A Timeline of Hillary Clinton's Evolution on Trade
As President Obama seeks fast-track authority for a 12-country Pacific trade deal and Congress inches toward giving it to him, Clinton is hedging on a deal she once strongly backed.
...
Yet, previously as secretary of state, Clinton called the Trans-Pacific Partnership the "gold standard in trade agreements." In her second memoir, Hard Choices, released in 2014, Clinton lauded the deal, saying it "would link markets throughout Asia and the Americas, lowering trade barriers while raising standards on labor, the environment, and intellectual property." She even said it was "important for American workers, who would benefit from competing on a more level playing field." She also called it "a strategic initiative that would strengthen the position of the United States in Asia."
Several times this morning, I've heard MSNBC talking head types say Clinton is 'distancing herself from the TPP'.
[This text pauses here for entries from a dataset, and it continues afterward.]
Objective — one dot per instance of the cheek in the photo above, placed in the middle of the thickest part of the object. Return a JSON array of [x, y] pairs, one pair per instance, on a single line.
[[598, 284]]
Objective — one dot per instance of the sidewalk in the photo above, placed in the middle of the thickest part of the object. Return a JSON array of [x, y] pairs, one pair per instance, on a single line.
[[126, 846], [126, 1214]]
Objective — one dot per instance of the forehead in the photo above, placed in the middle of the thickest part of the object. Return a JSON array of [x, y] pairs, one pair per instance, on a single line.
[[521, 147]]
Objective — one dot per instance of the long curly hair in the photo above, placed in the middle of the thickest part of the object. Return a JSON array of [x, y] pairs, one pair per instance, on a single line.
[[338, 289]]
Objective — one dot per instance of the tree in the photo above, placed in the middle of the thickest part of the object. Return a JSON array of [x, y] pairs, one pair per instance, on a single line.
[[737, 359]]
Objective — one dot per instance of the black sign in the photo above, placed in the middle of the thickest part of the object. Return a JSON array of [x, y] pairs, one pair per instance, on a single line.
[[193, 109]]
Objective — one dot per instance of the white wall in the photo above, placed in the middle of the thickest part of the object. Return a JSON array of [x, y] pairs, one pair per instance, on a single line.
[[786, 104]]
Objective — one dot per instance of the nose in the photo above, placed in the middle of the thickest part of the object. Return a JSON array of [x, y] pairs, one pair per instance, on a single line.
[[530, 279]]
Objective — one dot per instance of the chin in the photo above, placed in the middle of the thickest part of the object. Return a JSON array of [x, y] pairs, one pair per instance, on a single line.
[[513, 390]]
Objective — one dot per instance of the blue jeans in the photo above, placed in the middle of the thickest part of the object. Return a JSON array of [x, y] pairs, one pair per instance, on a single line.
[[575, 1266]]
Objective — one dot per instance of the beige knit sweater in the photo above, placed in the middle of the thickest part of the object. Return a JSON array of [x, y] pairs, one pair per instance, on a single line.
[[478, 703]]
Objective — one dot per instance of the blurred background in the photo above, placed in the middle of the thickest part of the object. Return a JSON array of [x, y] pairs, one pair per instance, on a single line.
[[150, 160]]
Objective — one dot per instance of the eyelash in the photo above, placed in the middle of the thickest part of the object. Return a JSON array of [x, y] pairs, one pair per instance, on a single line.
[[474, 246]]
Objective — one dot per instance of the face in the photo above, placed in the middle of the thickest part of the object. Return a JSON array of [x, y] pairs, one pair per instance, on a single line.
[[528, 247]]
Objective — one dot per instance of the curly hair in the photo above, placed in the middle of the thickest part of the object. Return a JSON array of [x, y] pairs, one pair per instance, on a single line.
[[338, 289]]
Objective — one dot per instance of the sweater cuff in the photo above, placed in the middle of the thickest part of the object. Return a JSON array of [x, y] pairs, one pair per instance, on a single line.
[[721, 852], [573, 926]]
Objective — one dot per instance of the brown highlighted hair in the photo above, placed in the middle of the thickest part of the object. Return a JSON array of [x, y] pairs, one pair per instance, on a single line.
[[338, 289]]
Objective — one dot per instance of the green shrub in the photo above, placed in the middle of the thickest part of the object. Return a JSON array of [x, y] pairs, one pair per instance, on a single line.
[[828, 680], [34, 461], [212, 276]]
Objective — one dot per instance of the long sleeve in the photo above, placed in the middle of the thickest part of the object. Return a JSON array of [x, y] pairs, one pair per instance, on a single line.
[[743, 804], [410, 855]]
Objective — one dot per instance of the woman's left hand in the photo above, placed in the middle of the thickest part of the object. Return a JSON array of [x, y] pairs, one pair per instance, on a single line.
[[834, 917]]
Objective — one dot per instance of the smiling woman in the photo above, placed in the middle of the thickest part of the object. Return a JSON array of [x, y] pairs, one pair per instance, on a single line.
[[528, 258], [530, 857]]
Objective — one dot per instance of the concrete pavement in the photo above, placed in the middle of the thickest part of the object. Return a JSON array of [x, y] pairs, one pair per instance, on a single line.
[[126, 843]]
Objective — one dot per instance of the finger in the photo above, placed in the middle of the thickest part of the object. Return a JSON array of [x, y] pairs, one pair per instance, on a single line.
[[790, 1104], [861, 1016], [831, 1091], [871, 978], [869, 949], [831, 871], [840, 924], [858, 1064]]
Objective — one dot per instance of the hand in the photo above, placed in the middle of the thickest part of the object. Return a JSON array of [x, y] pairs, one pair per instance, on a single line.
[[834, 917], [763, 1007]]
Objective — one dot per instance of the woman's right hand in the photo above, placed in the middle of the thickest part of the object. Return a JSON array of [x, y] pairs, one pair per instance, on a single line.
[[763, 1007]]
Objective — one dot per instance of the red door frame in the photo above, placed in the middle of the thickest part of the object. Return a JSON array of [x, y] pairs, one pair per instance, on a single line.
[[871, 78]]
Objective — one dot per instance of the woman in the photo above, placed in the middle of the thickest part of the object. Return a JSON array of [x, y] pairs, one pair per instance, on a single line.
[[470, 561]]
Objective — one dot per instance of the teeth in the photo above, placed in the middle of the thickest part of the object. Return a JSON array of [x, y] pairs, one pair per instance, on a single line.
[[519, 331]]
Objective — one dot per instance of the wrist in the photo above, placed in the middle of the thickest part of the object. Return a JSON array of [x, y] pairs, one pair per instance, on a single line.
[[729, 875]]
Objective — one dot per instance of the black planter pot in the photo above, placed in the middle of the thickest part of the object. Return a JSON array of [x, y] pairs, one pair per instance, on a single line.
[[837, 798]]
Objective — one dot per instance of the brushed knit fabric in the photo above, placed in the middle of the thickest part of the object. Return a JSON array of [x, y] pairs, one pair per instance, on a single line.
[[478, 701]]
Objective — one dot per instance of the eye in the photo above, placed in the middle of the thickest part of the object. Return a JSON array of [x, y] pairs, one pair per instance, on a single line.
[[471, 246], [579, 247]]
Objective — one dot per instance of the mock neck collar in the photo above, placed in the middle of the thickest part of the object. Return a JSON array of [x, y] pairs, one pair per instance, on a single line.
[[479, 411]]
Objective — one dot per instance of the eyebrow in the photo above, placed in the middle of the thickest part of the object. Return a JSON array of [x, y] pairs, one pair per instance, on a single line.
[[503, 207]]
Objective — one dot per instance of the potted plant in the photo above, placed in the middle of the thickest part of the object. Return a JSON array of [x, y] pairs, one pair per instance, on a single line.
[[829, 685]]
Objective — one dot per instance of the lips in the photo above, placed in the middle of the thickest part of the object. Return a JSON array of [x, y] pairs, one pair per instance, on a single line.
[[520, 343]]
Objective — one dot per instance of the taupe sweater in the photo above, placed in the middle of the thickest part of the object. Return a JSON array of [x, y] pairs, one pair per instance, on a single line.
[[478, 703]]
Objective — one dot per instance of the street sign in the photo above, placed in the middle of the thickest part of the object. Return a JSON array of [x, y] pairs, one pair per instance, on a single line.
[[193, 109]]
Yet we see a history here. When not campaigning, Clinton is firmly pro-free trade, and her proclaimed reasons for being such are virtually identical from deal to deal. But when problems arise with the deals she supports, suddenly there is an effort to proclaim that the problems were other people's fault. With NAFTA (see the timeline article) when it becomes obvious that NAFTA sucked rocks for America, she switched from playing it up to blaming it on the prior administration, and ignoring her prior comments in favour of it at Davos or even in her own books.
So now that it looks like many Democratic voters remember what happened with NAFTA and don't want 'NAFTA on steroids', here we go again, with politically expedient comments to distance herself from a deal she previously lauded as a 'gold standard' before she was campaigning.
So what's the truth? Does she want TPP or not? Does she now have legitimate concerns about it, or is she only worried about losing votes in 2016, and will be happy to support it again as soon as she is safely in the Oval Office?